Species of flowering plant

Melaleuca densispicata is a plant in the myrtle family Myrtaceae and is native to Queensland and New South Wales in Australia. It is a dense, woody shrub or tree with papery or scaly bark, sharp pointed leaves and dense flower spikes. It is uncommon throughout its range and was not formally described until 1984.

==Description==
Melaleuca densispicata grows to a height of 4 m, sometimes to 5 m. Its leaves are in alternating pairs (decussate), each leaf measuring 3-13.5 mm long, 0.6-1.2 mm wide, linear to narrow elliptic in shape, glabrous and lacking a stalk.

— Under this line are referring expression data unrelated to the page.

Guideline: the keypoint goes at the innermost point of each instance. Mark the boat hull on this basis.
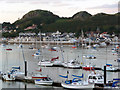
(43, 82)
(79, 87)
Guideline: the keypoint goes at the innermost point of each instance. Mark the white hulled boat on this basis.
(71, 64)
(45, 63)
(77, 83)
(44, 81)
(96, 78)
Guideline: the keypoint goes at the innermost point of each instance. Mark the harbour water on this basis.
(15, 58)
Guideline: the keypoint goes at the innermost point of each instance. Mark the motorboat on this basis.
(96, 78)
(89, 56)
(44, 81)
(38, 76)
(71, 64)
(8, 77)
(76, 83)
(88, 67)
(45, 63)
(109, 67)
(37, 53)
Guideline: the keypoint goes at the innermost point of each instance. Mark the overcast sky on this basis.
(11, 10)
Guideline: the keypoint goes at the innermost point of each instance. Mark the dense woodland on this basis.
(46, 21)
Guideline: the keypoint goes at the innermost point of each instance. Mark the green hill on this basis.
(46, 21)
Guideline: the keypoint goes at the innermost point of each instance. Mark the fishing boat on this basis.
(96, 78)
(109, 67)
(38, 76)
(89, 56)
(45, 62)
(56, 61)
(16, 72)
(115, 85)
(88, 67)
(77, 83)
(8, 77)
(37, 53)
(71, 64)
(3, 45)
(44, 81)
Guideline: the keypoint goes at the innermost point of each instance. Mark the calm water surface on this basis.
(15, 57)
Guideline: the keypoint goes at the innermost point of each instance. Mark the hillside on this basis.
(46, 21)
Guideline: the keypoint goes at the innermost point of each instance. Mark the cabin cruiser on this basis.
(77, 83)
(44, 81)
(97, 78)
(45, 63)
(71, 64)
(8, 77)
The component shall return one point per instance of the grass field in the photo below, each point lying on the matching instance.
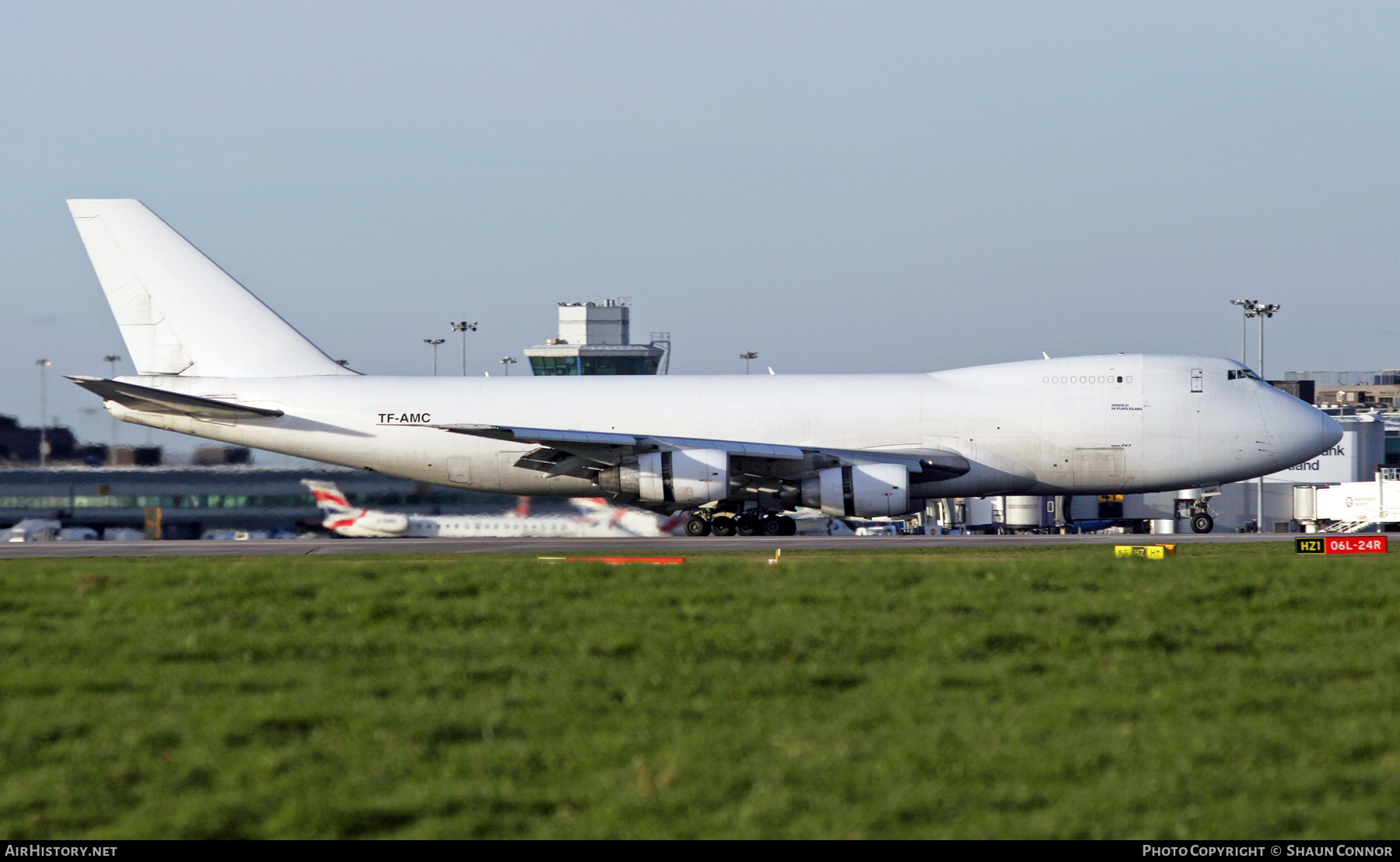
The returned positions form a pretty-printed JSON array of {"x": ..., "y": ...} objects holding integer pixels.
[{"x": 1232, "y": 692}]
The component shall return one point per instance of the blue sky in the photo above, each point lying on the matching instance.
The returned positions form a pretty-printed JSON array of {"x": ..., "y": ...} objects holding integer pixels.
[{"x": 840, "y": 187}]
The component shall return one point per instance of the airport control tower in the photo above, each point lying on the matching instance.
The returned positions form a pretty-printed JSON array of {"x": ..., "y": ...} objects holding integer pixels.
[{"x": 597, "y": 339}]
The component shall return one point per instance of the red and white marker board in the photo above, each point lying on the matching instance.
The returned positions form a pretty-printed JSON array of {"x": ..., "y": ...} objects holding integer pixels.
[{"x": 1342, "y": 545}]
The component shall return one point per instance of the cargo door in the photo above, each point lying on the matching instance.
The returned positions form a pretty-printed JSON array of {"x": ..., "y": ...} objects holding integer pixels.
[{"x": 1098, "y": 469}]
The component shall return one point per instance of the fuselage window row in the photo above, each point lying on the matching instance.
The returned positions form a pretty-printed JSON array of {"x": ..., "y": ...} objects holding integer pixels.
[{"x": 1087, "y": 380}]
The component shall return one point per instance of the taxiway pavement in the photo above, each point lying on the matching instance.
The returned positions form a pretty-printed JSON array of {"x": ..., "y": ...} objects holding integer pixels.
[{"x": 609, "y": 548}]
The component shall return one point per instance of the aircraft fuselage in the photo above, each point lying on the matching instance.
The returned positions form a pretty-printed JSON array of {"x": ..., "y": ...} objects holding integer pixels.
[{"x": 1067, "y": 426}]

The flowers are white and arranged on a dense spike up to 40 mm long, usually at the end of branches which continue to grow after the flowering period. Each spike contains between 5 and 24 flowers, each flower with five bundles of stamens, each bundle with 8 to 15 stamens. Flowering mainly occurs from September to December but also from February to May. The fruit are woody capsules about 2.2-2.6 mm long, densely packed together.

==Taxonomy and naming==
Melaleuca densispicata was first formally described by Byrnes in 1984 in Austrobaileya. The specific epithet (densispicata) is from the Latin densus (dense) and spica (spike) referring to the flowers being close together in the inflorescence".

==Distribution and habitat==
Melaleuca densispicata occurs in disjunct populations on the western Darling Downs in Queensland and on the North West Slopes, North West Plains and Far North West Plains in New South Wales. It grows on plains in low-lying areas and along stream channels in heavy clay soils.